Vector Indexes

Introduction

A vector index enables approximate nearest neighbor (ANN) search on document fields that contain fixed-dimension numeric vectors. It is backed by JVector, a high-performance graph-based vector search library. Use vector indexes when your documents contain embeddings and you need similarity search.

Creation

Vector indexes are defined with the $vector key in the index schema:

BUCKET.INDEX CREATE products '{
  "$vector": {"field": "embedding", "dimensions": 3, "distance": "cosine"}
}'

A vector index on a nested field using dot notation:

BUCKET.INDEX CREATE products '{
  "$vector": {"field": "data.embedding", "dimensions": 128, "distance": "euclidean"}
}'

With an explicit name:

BUCKET.INDEX CREATE products '{
  "$vector": {"name": "emb_idx", "field": "embedding", "dimensions": 768, "distance": "dot_product"}
}'

If name is omitted, a name is auto-generated from the selector, dimensions, and distance function.

Parameter	Required	Description
`field`	Yes	Document field containing the vector. Supports dot notation.
`dimensions`	Yes	Number of dimensions (must be >= 1).
`distance`	Yes	Similarity function: `cosine`, `euclidean`, or `dot_product`.
`name`	No	Index name. Auto-generated if omitted.

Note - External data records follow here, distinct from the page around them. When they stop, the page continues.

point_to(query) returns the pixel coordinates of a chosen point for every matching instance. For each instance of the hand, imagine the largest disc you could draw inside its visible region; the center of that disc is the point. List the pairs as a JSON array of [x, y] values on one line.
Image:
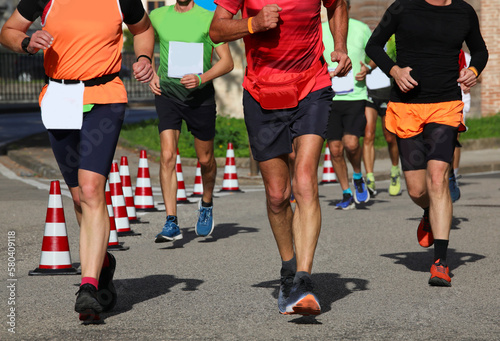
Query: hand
[[143, 71], [40, 40], [154, 85], [344, 66], [467, 78], [403, 78], [190, 81], [267, 18], [363, 71]]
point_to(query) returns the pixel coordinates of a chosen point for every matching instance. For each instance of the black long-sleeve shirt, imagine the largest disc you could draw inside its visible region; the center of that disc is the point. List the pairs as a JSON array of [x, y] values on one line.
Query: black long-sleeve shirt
[[428, 39]]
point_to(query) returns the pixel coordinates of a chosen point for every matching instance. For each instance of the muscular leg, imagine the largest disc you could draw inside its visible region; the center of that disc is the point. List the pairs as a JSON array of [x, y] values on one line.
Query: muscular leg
[[307, 215], [353, 151], [338, 162], [94, 226], [392, 144], [168, 177], [276, 177], [441, 209], [205, 154], [369, 139]]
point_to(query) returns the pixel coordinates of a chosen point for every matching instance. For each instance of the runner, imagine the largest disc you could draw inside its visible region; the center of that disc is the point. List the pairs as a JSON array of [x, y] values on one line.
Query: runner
[[82, 43], [184, 92], [425, 110], [287, 101]]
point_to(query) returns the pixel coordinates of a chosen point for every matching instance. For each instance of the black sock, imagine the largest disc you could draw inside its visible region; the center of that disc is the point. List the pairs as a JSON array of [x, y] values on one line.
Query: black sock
[[440, 249], [290, 264], [300, 275], [204, 204]]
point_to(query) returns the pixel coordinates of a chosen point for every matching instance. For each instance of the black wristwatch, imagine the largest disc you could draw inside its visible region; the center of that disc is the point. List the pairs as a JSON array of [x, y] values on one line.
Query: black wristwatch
[[24, 45]]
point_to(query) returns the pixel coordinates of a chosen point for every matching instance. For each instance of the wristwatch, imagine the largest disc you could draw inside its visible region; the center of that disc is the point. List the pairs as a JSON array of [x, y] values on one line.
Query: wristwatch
[[24, 45]]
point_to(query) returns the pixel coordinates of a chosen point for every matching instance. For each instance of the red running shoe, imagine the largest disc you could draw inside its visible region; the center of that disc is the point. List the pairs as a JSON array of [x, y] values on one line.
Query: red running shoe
[[424, 231], [440, 274]]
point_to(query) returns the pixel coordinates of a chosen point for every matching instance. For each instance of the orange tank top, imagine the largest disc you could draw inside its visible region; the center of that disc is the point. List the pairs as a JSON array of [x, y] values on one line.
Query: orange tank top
[[88, 40]]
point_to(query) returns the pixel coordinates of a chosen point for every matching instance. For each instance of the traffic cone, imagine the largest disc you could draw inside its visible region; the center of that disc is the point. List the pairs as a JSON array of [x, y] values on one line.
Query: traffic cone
[[328, 172], [143, 192], [113, 243], [55, 258], [181, 188], [127, 189], [198, 183], [230, 180], [118, 202]]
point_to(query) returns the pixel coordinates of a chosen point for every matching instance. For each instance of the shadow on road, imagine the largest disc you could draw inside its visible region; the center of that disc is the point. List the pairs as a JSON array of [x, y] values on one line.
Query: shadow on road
[[136, 290], [221, 231], [421, 261], [327, 286]]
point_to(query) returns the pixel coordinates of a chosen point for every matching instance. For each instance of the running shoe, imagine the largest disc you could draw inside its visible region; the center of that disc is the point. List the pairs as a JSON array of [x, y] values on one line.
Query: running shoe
[[440, 274], [286, 283], [87, 304], [370, 185], [106, 293], [347, 203], [170, 232], [302, 300], [424, 231], [395, 186], [454, 190], [205, 224], [361, 194]]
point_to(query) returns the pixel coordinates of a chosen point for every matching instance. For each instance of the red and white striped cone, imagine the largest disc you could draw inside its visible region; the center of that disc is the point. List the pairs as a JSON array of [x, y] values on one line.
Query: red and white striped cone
[[127, 189], [113, 243], [230, 180], [198, 183], [118, 202], [181, 187], [328, 172], [55, 258], [143, 191]]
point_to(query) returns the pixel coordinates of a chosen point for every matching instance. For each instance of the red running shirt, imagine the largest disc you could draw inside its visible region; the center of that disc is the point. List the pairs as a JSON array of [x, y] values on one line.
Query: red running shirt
[[293, 46]]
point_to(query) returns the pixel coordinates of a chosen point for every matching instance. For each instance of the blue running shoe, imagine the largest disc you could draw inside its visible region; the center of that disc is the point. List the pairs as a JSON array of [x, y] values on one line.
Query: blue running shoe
[[347, 203], [205, 224], [170, 232], [302, 300], [454, 190], [286, 283], [361, 194]]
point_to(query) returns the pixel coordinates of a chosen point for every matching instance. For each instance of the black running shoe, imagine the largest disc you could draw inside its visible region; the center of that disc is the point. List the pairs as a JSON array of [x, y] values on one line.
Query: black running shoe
[[87, 304], [106, 294], [286, 283]]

See BUCKET.INDEX CREATE for the full command reference.

Distance functions

The distance function determines how similarity is measured between two vectors.

Function	Score range	Best for
`cosine`	0 to 1	Normalized embeddings where only direction matters (e.g., text embeddings).
`euclidean`	0 to 1	Spatial data where absolute distance matters.
`dot_product`	unbounded	Magnitude-aware similarity where vector length carries meaning.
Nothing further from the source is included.